Even though it has been hard we know and knew it would not be easy. Do I lose it sometimes in frustration, yes. But God is very quick to convict my heart and I ask my sweet children who are struggling as much as I am to adjust to life's changes, for forgiveness. I love them and thank God for both of them. I continue to pray God would give me wisdom, perseverance, and patience to make it through each difficult day. And he does, usually by giving me a "spread your wings and fly" day.
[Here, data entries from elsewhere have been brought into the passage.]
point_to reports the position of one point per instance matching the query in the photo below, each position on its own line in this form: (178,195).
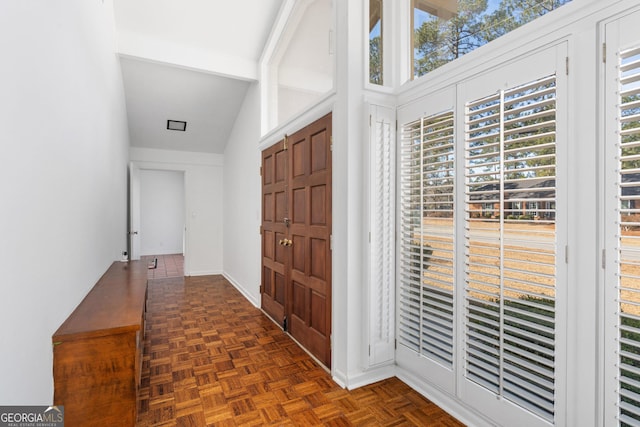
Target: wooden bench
(97,351)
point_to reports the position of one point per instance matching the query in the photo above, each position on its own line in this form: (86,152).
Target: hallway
(211,358)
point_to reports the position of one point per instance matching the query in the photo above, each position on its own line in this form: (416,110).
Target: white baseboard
(370,376)
(204,273)
(445,401)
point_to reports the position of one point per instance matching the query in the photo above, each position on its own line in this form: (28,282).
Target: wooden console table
(97,352)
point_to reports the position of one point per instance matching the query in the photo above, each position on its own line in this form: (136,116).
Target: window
(375,42)
(444,30)
(427,238)
(510,273)
(628,240)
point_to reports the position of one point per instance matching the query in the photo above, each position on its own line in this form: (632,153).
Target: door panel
(296,236)
(310,203)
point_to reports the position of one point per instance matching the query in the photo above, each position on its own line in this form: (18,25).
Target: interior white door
(134,212)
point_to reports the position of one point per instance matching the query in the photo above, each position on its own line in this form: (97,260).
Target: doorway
(296,236)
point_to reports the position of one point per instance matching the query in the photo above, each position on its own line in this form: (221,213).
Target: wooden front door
(274,231)
(297,243)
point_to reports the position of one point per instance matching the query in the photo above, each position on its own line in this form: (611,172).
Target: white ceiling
(189,60)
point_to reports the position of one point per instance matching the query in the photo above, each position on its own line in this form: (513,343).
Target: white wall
(242,204)
(162,211)
(63,176)
(203,203)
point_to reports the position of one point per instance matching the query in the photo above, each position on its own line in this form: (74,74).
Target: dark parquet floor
(212,359)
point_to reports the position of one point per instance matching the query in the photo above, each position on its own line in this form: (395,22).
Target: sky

If you want to read two emails we sent while in Ethiopia on this subject written by my wonderful husband click here and go to the previous posts marked Adoption and Ministry and Part 2(this is our pastor's blog). Trevor has great words of wisdom, it is worth reading.

12 comments:

Shelly Roberts said...

Thank you so much for sharing .... the "real" stuff. Praying for you guys as you all continue to adjust and grow together. Blessings~ Shelly

Jay and Heather said...

Oh Keva, I couldn't get through this post without crying. God has blessed you and Trevor with a special gift. You guys love your children and it is so evident. You are a blessing to me--I just don't know what else to say right now but that we love you all and keep you in our prayers.

Jay and Heather said...
This comment has been removed by the author.
mama becca said...

Thanks for this Keva! It's good to know that you're being honest with those who read your blog, and honest with yourself. My parents adopted 3 Romanian orphans (at different times), and as an adoptive sibling, I remember those times of adjustment. It's great that you know what to expect, what to pray for, and where his little heart is. It will take time, but you are doing the hard and prayerful work that will bear much fruit. It is so worth it! My sisters, all in or around their teenage years now, recall our patience with them and are so grateful for the gentleness we as a family used to ease them into their new life. I'll be praying for you all as you adjust!!!!
becca

Anonymous said...

It will happen. It will happen. I promise, it will happen. Think of how John used to be. It will happen.

Anonymous said...

HEEYYY!!! I wondered if you'd check my blog about Russia! YES! Your family's picture is on our world map!!! We love praying for you all. Lisa

coffeemom said...

Keva, I get it and appreciate you being so honest. Toddler adoption is a whole 'nother thing. I have a daughter who has some attachment issues, and also some more complicated medical/behavioral issues, and it's not always simple or easy. But it is a deep love, brought by God and worth the effort. We are waiting to bring our toddler home too...and really appreciate your forthright posts and experience. Hang in there, he is beautiful and God will bring great graces to you through this. We will keep you in our prayers too. Hang in there, Michele G

Laurzie said...

Keva, I so appreciate your transparency about this issue. Adjustment for some seems like a piece of cake, but for us it was difficult too... FAR more than we expected and were prepared for. The Lord has such wonderful grace for those trying times though! And, WOW will you see such a transformation in your family in the coming months. It's awesome!

ashley said...

I know your probably REALLY busy but I had a few questions for you. We are adopting a 16 month old little boy who is in the Gladney carecenter and I was hoping you perhaps met him!?! I have tons of questions for you about travel as well. If you dont mind sending me your email I would really appreciate it! email me at ash_flo@hotmail.com Thanks!!

Ellie said...

Aww! We are praying for you guys!

I just have a question, did you guys happen to give Travis and Joanna the envelope of pictures we sent for Tigist? Thanks! You can email me at elliemestas@gmail.com

Erica said...

I'm so glad you shared this. Its encouraging to read other peoples perspectives, joys and struggles.

Praying for all of you as you adjust.

Isaac said...

God bless you guys. I am praying for Isaac right now. How are the brothers doing together?